So this is how it feels to lose the Super Bowl. Well, it sucks.
Disbelief sets in.
Yeah, we get closer every year. But this should have been our year. What happened? I don't know, but I'll tell you what didn't happen: Donovan. Did he choke? Was it nerves? Did one of the four sacks scramble his eggs? Ugh. It was one of his ugliest games all year. Where was my running quarterback? My main man? The dude who can evade the defense for 14.1 seconds? How could he let me down like that?
I would have rather lost by 28 points.
I was all ready for that game tying field goal from David Akers to send it into overtime. I didn't see it. Did you?

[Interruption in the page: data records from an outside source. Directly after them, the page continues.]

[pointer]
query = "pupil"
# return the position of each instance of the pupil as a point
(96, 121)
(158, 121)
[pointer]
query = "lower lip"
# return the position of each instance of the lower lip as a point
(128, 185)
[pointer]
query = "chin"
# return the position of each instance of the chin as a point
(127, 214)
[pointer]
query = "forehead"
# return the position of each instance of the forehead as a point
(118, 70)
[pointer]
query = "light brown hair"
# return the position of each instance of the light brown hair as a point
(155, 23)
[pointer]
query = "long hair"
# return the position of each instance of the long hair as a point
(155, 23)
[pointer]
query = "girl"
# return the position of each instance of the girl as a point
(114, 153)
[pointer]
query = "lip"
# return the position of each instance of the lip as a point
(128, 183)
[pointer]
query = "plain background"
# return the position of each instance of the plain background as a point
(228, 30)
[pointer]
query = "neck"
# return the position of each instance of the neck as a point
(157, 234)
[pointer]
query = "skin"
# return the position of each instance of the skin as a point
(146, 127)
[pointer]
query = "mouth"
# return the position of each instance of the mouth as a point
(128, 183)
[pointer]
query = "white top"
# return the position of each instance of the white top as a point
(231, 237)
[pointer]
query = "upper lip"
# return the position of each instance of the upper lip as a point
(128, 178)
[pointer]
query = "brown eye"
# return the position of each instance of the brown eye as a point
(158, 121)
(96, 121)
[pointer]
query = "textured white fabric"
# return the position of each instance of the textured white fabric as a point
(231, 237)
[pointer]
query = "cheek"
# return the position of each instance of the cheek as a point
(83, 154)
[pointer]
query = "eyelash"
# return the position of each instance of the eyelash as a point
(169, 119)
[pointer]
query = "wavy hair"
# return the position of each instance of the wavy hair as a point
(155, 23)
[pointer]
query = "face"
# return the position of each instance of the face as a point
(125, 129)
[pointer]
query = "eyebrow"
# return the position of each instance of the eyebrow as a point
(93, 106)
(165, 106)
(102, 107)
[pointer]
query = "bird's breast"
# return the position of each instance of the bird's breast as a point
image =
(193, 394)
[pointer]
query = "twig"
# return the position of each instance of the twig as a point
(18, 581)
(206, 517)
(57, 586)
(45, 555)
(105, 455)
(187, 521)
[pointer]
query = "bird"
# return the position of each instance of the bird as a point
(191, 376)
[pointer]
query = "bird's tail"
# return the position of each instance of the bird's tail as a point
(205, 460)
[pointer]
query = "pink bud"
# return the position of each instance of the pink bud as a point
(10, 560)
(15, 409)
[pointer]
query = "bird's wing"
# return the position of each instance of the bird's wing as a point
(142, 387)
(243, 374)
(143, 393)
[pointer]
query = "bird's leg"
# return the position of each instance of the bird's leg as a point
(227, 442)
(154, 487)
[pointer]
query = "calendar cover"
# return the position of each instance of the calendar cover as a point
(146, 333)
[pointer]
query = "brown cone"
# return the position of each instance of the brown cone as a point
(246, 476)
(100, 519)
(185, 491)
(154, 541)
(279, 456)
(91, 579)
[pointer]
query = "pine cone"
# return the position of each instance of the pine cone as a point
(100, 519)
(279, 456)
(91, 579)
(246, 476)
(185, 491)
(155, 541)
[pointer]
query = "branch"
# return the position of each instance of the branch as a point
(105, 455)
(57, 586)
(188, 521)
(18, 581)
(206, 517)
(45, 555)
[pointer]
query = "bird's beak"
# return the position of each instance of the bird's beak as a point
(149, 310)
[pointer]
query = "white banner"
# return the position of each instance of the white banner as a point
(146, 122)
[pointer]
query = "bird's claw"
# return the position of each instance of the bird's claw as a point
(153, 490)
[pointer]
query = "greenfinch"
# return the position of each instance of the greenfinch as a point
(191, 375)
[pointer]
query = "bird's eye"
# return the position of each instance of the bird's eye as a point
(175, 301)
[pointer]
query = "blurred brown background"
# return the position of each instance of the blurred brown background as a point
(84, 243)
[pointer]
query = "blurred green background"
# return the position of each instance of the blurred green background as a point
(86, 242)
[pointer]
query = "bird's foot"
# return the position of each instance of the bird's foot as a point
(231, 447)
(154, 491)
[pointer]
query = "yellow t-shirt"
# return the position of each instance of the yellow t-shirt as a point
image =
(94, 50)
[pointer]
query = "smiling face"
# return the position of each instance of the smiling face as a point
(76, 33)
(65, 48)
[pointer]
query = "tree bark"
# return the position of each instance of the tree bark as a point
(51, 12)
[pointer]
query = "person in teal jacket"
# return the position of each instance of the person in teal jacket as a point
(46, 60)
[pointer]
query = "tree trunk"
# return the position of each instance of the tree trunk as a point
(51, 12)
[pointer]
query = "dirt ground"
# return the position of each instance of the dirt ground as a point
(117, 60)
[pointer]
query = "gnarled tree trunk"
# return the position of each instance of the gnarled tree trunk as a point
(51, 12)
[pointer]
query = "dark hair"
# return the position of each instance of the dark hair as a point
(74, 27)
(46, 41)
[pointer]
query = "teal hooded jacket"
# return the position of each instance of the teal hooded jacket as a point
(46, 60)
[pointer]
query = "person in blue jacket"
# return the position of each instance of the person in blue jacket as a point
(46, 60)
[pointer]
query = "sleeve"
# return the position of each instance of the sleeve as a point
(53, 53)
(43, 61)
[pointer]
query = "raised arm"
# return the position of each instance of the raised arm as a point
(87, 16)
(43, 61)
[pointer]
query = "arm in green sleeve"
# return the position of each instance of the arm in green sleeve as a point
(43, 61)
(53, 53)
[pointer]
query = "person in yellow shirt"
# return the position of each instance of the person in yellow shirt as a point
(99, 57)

I mean, the Dolphins beat the Pats, for cripes' sake! Why couldn't we? (No offense, Ben.)
So I am sitting here, drinking the coffee Ben made for me. I am using my Eagles coffee mug. I am sick. (No, not hungover sick, Jazzy. Just sick.) I woke up this morning to discover that it wasn't a nightmare. It was really Monday and we had really lost the game. It's like a black cloud hanging over my head. And, more bad news, we're out of vodka.
What am I supposed to be doing today? I don't know. And I don't care. I am officially in mourning. Someone call my boss and tell her I won't be in today.
Hey, at least the halftime show was good.